Ausschuss für Verfassungsfragen empfiehlt die Ablehnung des Immunitätsverlustes von Mauricio Espínola

Asunción: Der Ausschuss für Verfassungsfragen der Abgeordnetenkammer hat am Dienstag einen Beschlüsse gefasst, nachdem er den Antrag auf Aufhebung der Immunität des Abgeordneten Mauricio Espínola (ANR-FR) geprüft hatte, der zusammen mit dem ehemaligen Präsidenten, Mario Abdo Benítez und anderen angeklagt ist.

Die Staatsanwaltschaft hat eine Untersuchung gegen den Privatsekretär von Mario Abdo Benítez, Mauricio Espínola, wegen der Veröffentlichung der Gehälter des Präsidentschaftskandidaten Santiago Peña in der Bank Basa eingeleitet.

Am Ende der Sitzung des Ausschusses für Verfassungsfragen der Abgeordnetenkammer unter dem Vorsitz von Roberto González (ANR-FR) wurde das Abstimmungsverhalten der anwesenden Mitglieder bekannt gegeben.

Eine Mehrheit stimmte gegen den Immunitätsverlust des Abgeordneten Mauricio Espínola, eine andere Minderheit stimmte dafür.

Die einzige Unterzeichnerin, der die Annahme des Antrags empfahl, war die Abgeordnete Rocío Abed (ANR-HC), die virtuell teilnahm.

Die Mitglieder der Kommission, die sich für die Ablehnung aussprachen, waren Rocío Vallejo (PPQ), die Mitglieder der Fuerza Republicana Daniel Centurión und Roberto González, sowie Rodrigo Blanco (PLRA).

Die anderen Mitglieder waren abwesend.

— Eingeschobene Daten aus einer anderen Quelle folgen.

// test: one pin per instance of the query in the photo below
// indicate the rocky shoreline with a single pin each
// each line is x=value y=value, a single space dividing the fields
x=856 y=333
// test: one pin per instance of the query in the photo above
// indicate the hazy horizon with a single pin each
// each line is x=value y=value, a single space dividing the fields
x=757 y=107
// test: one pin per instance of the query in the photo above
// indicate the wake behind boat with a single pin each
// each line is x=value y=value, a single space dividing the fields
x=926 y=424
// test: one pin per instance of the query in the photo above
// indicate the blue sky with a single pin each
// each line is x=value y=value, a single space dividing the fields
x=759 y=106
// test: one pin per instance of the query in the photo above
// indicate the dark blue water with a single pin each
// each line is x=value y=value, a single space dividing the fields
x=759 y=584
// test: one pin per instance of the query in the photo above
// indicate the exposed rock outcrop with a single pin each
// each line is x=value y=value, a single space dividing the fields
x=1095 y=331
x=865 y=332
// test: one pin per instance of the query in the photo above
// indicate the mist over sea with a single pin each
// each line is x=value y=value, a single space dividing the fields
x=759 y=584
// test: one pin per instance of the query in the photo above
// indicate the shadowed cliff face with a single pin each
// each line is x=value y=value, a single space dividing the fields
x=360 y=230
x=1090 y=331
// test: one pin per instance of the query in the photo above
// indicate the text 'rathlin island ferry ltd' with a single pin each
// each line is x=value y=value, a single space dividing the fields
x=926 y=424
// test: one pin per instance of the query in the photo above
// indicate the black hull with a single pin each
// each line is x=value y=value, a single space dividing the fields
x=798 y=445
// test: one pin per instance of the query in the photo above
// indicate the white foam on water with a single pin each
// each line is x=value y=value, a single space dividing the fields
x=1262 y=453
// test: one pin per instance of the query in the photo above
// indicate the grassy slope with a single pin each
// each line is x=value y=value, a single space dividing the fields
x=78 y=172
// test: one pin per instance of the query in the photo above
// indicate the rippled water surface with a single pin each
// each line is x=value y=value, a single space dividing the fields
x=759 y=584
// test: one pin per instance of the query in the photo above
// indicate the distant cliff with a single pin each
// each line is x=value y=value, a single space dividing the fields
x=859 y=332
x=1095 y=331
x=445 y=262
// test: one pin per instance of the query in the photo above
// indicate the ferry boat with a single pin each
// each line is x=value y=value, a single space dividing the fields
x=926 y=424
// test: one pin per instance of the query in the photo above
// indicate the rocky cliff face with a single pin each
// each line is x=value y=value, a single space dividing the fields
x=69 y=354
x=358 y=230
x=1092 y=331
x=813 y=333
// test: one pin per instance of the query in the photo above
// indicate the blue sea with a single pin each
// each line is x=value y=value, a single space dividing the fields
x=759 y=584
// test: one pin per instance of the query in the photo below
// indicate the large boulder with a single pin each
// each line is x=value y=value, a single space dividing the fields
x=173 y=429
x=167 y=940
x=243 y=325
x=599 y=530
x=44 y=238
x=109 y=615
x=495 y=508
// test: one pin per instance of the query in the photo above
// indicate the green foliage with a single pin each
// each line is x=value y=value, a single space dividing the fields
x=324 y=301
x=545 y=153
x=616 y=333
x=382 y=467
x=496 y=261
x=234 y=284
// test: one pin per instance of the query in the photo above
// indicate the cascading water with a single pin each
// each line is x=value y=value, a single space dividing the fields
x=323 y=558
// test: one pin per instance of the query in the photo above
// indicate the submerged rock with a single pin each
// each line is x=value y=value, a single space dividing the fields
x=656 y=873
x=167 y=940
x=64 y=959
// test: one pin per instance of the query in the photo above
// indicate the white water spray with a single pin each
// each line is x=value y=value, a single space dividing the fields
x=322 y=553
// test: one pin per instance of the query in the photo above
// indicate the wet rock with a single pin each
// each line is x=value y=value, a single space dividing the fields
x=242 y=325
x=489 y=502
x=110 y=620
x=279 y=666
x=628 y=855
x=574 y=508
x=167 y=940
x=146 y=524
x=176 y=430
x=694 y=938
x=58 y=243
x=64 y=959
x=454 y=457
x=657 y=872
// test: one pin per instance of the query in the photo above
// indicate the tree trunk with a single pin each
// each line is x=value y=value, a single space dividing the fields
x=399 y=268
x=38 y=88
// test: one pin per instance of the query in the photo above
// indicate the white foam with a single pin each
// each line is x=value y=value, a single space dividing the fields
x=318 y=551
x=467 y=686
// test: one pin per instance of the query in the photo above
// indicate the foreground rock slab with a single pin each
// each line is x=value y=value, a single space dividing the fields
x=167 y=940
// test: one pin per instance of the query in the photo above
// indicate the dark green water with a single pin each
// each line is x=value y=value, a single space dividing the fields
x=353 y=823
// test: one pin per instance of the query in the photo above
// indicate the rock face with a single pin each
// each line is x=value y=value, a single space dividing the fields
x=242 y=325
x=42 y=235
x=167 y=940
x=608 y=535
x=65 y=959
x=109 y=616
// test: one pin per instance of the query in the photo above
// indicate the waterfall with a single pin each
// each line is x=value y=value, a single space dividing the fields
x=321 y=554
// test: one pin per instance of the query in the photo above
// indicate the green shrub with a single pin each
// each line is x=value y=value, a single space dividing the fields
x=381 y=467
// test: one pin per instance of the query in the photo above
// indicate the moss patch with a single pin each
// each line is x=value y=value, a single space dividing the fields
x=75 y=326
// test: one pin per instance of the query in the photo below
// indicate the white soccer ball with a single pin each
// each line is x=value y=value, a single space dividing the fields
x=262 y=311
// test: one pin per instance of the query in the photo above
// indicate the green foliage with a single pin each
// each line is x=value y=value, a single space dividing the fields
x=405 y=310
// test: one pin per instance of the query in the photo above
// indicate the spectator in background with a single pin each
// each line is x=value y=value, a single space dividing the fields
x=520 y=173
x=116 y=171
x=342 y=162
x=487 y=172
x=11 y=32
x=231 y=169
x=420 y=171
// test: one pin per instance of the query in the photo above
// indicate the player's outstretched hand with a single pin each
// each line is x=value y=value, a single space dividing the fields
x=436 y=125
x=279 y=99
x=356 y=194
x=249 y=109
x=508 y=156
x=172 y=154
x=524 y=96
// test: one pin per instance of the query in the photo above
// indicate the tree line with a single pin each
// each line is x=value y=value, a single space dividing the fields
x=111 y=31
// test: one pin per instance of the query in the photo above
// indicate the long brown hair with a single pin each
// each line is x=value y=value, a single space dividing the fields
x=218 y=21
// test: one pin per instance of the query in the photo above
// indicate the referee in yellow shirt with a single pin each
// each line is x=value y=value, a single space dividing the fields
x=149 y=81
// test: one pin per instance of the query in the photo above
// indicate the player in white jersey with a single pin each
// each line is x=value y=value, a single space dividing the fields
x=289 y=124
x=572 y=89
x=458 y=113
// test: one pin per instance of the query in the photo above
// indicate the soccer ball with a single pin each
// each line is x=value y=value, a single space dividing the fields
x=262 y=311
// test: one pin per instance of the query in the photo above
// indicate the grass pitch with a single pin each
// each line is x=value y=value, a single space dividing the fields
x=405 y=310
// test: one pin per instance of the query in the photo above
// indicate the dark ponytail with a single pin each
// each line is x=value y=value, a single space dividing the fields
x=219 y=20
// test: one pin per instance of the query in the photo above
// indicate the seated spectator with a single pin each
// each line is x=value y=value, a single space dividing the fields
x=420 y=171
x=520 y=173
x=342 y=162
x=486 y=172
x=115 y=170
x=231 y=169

Unter ihnen waren die Abgeordneten Jorge Ávalos Mariño, Carlos Núñez, Derlis Rodríguez, Benjamín Cantero, María Cristina Villalba und Virina Villanueva.

Sie versuchen, “abweichende Meinungen zum Schweigen zu bringen und die Zusammensetzung der Abgeordnetenkammer zu ändern”.
Der Vorsitzende des Ausschusses für Verfassungsfragen des Abgeordnetenhauses erläuterte der Presse den Grund für sein Votum und sagte, es gebe “mehrere rechtliche und politische Gründe”, da man zunächst die Akte, in der Espínola angeklagt ist und die “16 Bände” umfasst, einsehen und dann über den Antrag auf Aufhebung der Immunität entscheiden müsse.

Er sprach über die Anschuldigungen gegen den ehemaligen Präsidenten Mario Abdo Benítez (2018-2023) und Mitglieder seiner Regierung, die auf Anschuldigungen seines Vorgängers Horacio Cartes (2013-2018) zurückgehen.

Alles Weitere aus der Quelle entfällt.